The diff operates so smoothly and quietly I have to try hard to get any chatter—like in a U-turn at part-throttle—yet it’s still fairly unobtrusive. With the stock diff, I’d gotten used to expecting so much useless torque that, with the traction control off, I’d take up two lanes when the tires broke loose. It was like driving in the rain. With the TC on, the car would hesitate annoyingly while trying to find traction in the first two gears. It was like being the passenger to a driver who gets on and off the throttle repeatedly.
With the Renntech/OS Giken diff installed, it’s an entirely different story. While you don’t hear it, you feel the improvement. Given the massive 700 lb-ft of torque, leaving the TC on during a First-gear launch is still the way to go. But the acceleration is so brutal, it’s as if the diff and tires have married themselves harmoniously with the ECU’s commands, allowing maybe 10 percent wheel slippage, and keeping the car catapulting forward through First gear with much less hesitation. The improvement tells the story, and a zero-to-60 mph rip at 3.7 seconds with a 12.0-second quarter-mile says it boldly.
Some have told me it feels like a roller coaster; other unsuspecting passengers become quiet from the literal loss of breath, similar to when I throw my two-year-old Alexa up in the air and don’t forget to catch her.
With the newfound grip and progressive locking feature in the differential, the performance is much more repeatable. It will be interesting to see how this new upgrade changes the car’s behavior in light snow expected in the upcoming months here in the Midwest.
In high-speed turns, the diff performs smooth as silk, so much so that one has to wonder why Mercedes didn’t use OS Giken rear ends for all of its twin-turbo V12s. With a $4,900 price tag, it’s probably no more than a $2-3k difference over the factory pumpkin. Given the compromise-free performance improvement, that 3% price hike over the total package of a V12 Biturbo Benz would be nothing to me if I had that kind of coin lying around for a new one today. But I don’t.

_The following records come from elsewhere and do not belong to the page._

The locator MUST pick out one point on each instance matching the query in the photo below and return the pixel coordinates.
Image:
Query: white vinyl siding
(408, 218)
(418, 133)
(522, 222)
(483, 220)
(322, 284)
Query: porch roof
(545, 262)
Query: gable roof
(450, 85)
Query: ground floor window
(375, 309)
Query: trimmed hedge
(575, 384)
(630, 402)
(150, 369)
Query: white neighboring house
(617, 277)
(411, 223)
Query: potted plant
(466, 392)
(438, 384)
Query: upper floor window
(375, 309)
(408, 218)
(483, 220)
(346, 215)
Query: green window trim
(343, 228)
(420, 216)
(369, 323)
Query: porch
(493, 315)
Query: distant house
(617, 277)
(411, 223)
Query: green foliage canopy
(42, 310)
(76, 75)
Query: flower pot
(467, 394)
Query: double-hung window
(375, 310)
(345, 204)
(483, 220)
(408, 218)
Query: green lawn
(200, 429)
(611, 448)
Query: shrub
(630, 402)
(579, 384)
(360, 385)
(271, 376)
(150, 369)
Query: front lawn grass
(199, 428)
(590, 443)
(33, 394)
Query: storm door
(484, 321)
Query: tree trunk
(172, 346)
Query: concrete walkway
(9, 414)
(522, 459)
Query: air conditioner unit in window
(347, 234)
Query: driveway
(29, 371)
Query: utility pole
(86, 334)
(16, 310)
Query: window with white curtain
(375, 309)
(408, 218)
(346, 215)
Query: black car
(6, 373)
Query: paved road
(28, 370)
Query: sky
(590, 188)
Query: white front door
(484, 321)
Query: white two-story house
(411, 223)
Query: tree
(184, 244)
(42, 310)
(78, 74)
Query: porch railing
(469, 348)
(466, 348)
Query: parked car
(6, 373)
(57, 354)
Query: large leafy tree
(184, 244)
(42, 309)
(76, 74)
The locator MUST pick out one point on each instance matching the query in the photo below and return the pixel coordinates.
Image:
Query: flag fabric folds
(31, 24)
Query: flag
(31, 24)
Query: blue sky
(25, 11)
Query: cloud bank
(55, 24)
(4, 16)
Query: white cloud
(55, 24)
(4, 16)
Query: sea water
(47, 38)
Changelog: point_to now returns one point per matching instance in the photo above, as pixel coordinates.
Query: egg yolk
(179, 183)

At least I saved enough to pony up the 9-year depreciated amount. And thanks to this upgrade, I’m now even gladder I did.
General Tire GMAX AS-03
General Tire’s new GMAX was our choice for year-round performance on this S600 in Kansas City. It helped lay down a 0-60 mph blast in 3.7 seconds, and it can be driven in light snow.
General Tire’s new GMAX was our choice for year-round performance on this S600 in Kansas C
I have to keep reminding myself the General Tire GMAX AS-03 is a true all-season tire, not because it doesn’t exceed my expectations but because I keep thinking I just drove an ultra-high-performance summer tire.
I’ve been to a few of these tire gigs, and the fact that General invited us to test its new tire at Infineon Raceway in Sonoma, Calif., was a bold statement. The track has myriad blind, bowled and off-camber corners, both uphill and downhill, some you take in Fourth gear. If cars (and drivers) are going to exceed their limits, it’s here.
The new AS-03 is General’s new ultra-high-performance (UHP) all-season tire designed to perform in almost any condition, from dry to wet and even in light snow. It was a good move since prior to 2008 the summer/all-season tires sales ratio was 60/40, and since then this ratio has reversed.
The V-shaped grooves on the GMAX offer optimum water channeling as well as an aggressive visual appeal, while tread block stability and stiffness enhances dry performance. Further in, cleverly placed sipes provide snow traction, packing the snow onto the tire like a snowball builds on itself.
This tire offers incredible new technology that the consumer will notice throughout its lifespan. First, GT’s new VAI (Vehicle Alignment Indicator) technology provides sipes on the shoulders of the tires that wear within the first few hundred miles if the car is misaligned, saving the tires from ruin later on.